Today, we are paying tribute to him by looking back at some of Roger’s most memorable coverage of Haskell, beginning with his interview with him on August 10th, 1969. Haskell had already made a name for himself as the Oscar-winning cinematographer of “Who’s Afraid of Virginia Woolf?”, before helming his own breakthrough directorial feature, 1969’s “Medium Cool,” a narrative effort that famously filmed scenes during the violence that erupted during the 1968 Democratic National Convention in Chicago, in which a TV reporter (played by Robert Forster) finds himself in over his head. Roger wrote that “Medium Cool” was “the best film ever made in Chicago […] but it is not a ‘Chicago film’ any more than it’s a film about politics, hippies, cops, violence, sex, poverty, black militants or its other subjects. It is a film about the nature of communication, about the shades of meaning that can be superimposed on the face of ‘reality.'”

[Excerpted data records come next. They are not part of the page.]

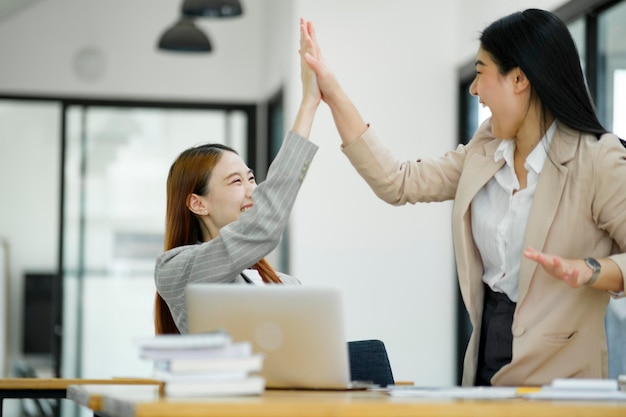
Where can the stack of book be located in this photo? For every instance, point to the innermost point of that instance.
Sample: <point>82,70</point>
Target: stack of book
<point>208,364</point>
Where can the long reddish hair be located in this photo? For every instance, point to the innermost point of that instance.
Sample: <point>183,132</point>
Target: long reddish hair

During their conversation, Haskell argued that, in fact, nothing is “real,” noting, “When you take a camera down to Michigan Avenue and point it at what’s happening, you’re still not showing ‘reality.’ You’re showing that highly seductive area that’s in front of your camera. But there’s another element in the film. It has something to do with the professional, ‘just doing his job.’ The film opens with that shot of the accident on the Outer Drive, and the two TV guys photograph it first and then report it to the police. Their job comes before their involvement. That business of ‘just doing my job’ almost became a joke at the Nuremberg trials. But it’s very much a part of our lives now. There are people with nice suits, air-conditioned offices, grammatical English, who use their education to plan the end of the world, the destruction of people. I mean literally. One of the things we have to deal with, I think, is whether ‘professionalism’ comes before individual social responsibility.”
In Roger’s four-star review of “Medium Cool,” he wrote, “Conventional movie plots telegraph themselves because we know all the basic genres and typical characters. Haskell Wexler’s ‘Medium Cool’ is one of several new movies that knows these things about the movie audience […] Of the group, ‘Medium Cool’ is probably the best. That may be because Wexler, for most of his career, has been a very good cinematographer, and so he’s trained to see a movie in terms of its images, not its dialog and story. […] ‘Medium Cool’ is finally so important, and absorbing because of the way Wexler weaves all these elements together. He has made an almost perfect example of the new movie. Because we are so aware this is a movie, It seems more relevant and real than the smooth fictional surface of, say, ‘Midnight Cowboy.'” “Medium Cool” would later screen at Ebertfest in 2003, followed by a Q&A between Roger and Haskell.